SkyWest Completes MRJ Order, Adding 100 Options; Sticks With Larger Model

By Bradley Perrett, Andrew Compart
Source: Aviation Daily

The addition of options to the deal underscores SkyWest’s statement this year that that it might want more than 100 MRJs. The problem, however, is that Mitsubishi Aircraft, struggling with development delays, cannot deliver more than the first 100 this decade. If the options are taken up, the aircraft that they cover will be delivered from 2021.

The aircraft in the firm order will be delivered from 2017, as previously stated. The contract takes the MRJ order book to 165 units, almost three years of production at the maximum planned production rate of five units a month—and much longer when the ramp-up after first delivery is taken into account.

Seeking to offset the development delays, Mitsubishi Aircraft is looking for ways to reach full-rate MRJ production faster than its original, unstated schedule, and then to build faster than the planned rate of five a month.

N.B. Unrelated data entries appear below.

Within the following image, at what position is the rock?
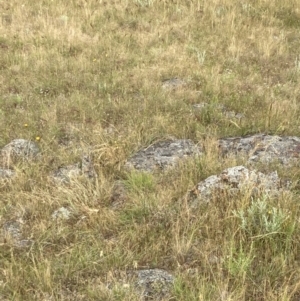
[2,219,33,248]
[125,139,201,172]
[1,139,40,165]
[219,134,300,165]
[0,168,16,179]
[162,77,186,90]
[53,154,96,183]
[51,207,72,220]
[110,181,128,208]
[193,102,245,120]
[53,163,82,183]
[132,269,174,300]
[189,166,287,205]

First delivery to initial customer All Nippon Airways is due in late 2015 or early 2016, at least two years later than the target set when the program was launched in 2008. ANA has ordered 15 MRJs, and Trans States Airlines of the U.S. has ordered 50.

SkyWest Inc. owns SkyWest Airlines, based in St. George, Utah, and ExpressJet Airlines, based in Atlanta, Ga. They operate under the brands United Express, Delta Connection, American Eagle and US Airways Express. SkyWest Airlines also operates flights for Alaska Airlines.

Mitsubishi Aircraft is partly owned by Mitsubishi Heavy Industries, the prime contractor for the MRJ fuselage.